Build relationships with construction contractors and project managers. During the construction phase, the general contractor and major subcontractors control the trucking spend. Companies like Turner Construction, Whiting-Turner, Gilbane, and regional construction firms manage the logistics of major factory construction projects. Contact these companies' logistics departments directly and establish yourself as a local/regional carrier with the right equipment and capacity.
Connect with the end manufacturer's logistics team.

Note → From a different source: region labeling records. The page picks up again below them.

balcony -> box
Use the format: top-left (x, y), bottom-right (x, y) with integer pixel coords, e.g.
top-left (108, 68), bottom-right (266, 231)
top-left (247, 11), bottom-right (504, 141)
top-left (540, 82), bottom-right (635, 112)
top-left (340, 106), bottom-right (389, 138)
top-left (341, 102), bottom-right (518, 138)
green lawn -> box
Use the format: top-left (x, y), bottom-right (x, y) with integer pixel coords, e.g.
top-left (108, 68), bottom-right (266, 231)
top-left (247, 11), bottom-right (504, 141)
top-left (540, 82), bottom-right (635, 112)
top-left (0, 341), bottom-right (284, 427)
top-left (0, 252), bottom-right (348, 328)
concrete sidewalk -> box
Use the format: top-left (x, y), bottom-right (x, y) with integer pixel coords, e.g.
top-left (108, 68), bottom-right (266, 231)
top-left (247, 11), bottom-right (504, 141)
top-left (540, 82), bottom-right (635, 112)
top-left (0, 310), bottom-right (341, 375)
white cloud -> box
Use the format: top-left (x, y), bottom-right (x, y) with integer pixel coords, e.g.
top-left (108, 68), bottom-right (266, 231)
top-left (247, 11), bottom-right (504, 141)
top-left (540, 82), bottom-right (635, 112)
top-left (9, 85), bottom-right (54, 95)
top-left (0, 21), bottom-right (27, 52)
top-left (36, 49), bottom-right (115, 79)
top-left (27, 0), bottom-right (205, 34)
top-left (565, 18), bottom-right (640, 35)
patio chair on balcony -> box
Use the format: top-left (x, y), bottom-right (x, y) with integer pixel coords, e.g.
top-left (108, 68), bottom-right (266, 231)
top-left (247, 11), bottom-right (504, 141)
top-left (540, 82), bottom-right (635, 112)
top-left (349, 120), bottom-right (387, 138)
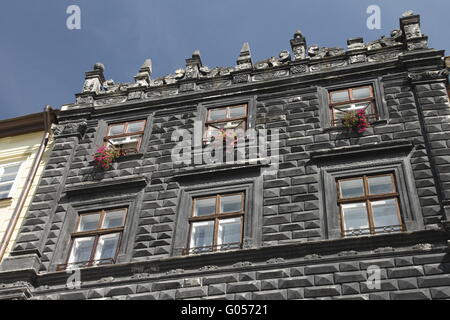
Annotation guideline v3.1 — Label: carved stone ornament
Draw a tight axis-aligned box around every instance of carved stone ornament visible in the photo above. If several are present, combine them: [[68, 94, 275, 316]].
[[253, 70, 289, 81], [52, 121, 87, 136], [233, 73, 249, 83], [83, 78, 101, 93], [367, 29, 403, 50], [232, 261, 253, 268], [408, 69, 449, 81], [198, 265, 219, 271], [291, 64, 308, 74], [77, 96, 94, 104], [349, 54, 366, 64], [94, 96, 127, 106], [308, 45, 345, 59], [266, 258, 286, 264], [405, 23, 422, 40]]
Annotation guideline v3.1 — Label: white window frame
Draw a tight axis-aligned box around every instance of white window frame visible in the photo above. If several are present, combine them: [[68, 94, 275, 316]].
[[0, 161, 23, 201]]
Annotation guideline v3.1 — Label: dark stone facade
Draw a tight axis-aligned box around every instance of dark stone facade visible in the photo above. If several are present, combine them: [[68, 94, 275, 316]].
[[0, 13, 450, 300]]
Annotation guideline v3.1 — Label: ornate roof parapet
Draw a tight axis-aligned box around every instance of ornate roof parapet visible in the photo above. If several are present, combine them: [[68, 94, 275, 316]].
[[400, 11, 428, 50], [236, 42, 252, 70], [347, 38, 367, 64], [290, 30, 307, 60], [183, 50, 203, 79], [408, 69, 449, 83], [67, 12, 440, 110], [134, 59, 152, 87], [83, 62, 105, 93]]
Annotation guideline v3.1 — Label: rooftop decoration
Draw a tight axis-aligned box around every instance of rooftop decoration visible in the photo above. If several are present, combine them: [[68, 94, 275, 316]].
[[76, 11, 428, 106]]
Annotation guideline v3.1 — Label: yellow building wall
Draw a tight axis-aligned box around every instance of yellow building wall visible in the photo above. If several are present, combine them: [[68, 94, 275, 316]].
[[0, 131, 52, 259]]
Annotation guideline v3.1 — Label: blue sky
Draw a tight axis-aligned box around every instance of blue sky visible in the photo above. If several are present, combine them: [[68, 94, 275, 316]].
[[0, 0, 450, 119]]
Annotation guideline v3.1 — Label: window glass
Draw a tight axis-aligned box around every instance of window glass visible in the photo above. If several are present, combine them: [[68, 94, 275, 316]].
[[217, 218, 241, 245], [0, 163, 20, 183], [103, 210, 125, 229], [370, 199, 400, 227], [0, 163, 20, 199], [208, 108, 227, 121], [339, 178, 364, 199], [331, 90, 350, 103], [69, 237, 95, 263], [0, 183, 12, 199], [352, 87, 371, 100], [369, 175, 395, 194], [94, 233, 120, 263], [194, 197, 216, 216], [190, 221, 214, 250], [78, 213, 100, 232], [220, 194, 242, 213], [127, 121, 145, 133], [342, 202, 369, 233], [108, 124, 125, 136], [230, 106, 246, 119]]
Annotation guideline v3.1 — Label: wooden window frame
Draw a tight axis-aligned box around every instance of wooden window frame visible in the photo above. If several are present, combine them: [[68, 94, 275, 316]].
[[183, 191, 245, 255], [203, 103, 249, 144], [103, 119, 147, 153], [57, 207, 128, 271], [336, 173, 406, 237], [328, 84, 380, 126]]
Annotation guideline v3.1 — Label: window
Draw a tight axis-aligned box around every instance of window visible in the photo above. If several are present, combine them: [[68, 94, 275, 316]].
[[105, 120, 146, 154], [58, 208, 127, 270], [204, 104, 247, 142], [183, 192, 245, 254], [337, 174, 405, 237], [0, 163, 20, 200], [328, 85, 379, 126]]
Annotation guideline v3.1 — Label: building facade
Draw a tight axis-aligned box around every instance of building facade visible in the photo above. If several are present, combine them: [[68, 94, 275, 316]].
[[0, 12, 450, 300], [0, 109, 56, 261]]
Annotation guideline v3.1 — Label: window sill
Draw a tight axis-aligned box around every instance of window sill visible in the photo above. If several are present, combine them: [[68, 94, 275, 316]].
[[322, 119, 388, 132], [174, 158, 270, 180], [0, 197, 12, 208], [311, 140, 413, 161], [114, 152, 144, 162]]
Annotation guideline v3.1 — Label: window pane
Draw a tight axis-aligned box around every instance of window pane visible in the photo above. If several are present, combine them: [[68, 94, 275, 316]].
[[78, 213, 100, 231], [208, 108, 227, 121], [194, 197, 216, 216], [370, 199, 401, 231], [339, 178, 364, 199], [109, 136, 141, 152], [103, 209, 125, 229], [217, 218, 241, 245], [0, 183, 13, 199], [369, 175, 395, 194], [108, 124, 125, 136], [69, 237, 95, 263], [0, 163, 20, 183], [342, 202, 369, 235], [331, 90, 350, 103], [230, 106, 246, 119], [189, 221, 214, 251], [220, 194, 242, 213], [335, 102, 370, 114], [352, 87, 371, 100], [127, 121, 145, 133], [94, 233, 120, 263]]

For the operational phase, the factory operator (Intel, TSMC, SK Innovation, etc.) will manage their own inbound and outbound logistics, often through 3PLs. Research who manages logistics for the manufacturer and begin relationship-building during the construction phase — well before the factory opens. Many manufacturers hold carrier qualification events or RFPs 6-12 months before operational freight begins.
Invest in the right equipment for your region's reshoring profile. If your area is attracting semiconductor and EV battery plants, flatbed and specialized equipment will be in high demand during construction. If your area is attracting consumer goods manufacturing, dry van capacity will be the primary need. Match your equipment investment to the specific freight types your regional reshoring projects will generate.
Consider location strategy. If you're an owner-operator with geographic flexibility, establishing your home base near a major reshoring hotspot positions you for growing demand. The Southeast (Georgia, South Carolina, North Carolina), the Texas Triangle, Central Ohio, and Phoenix/Tucson are all markets where reshoring is generating sustained freight demand growth. Being local to these markets gives you first access to loads, reduces deadhead, and builds the reputation and relationships needed for long-term success.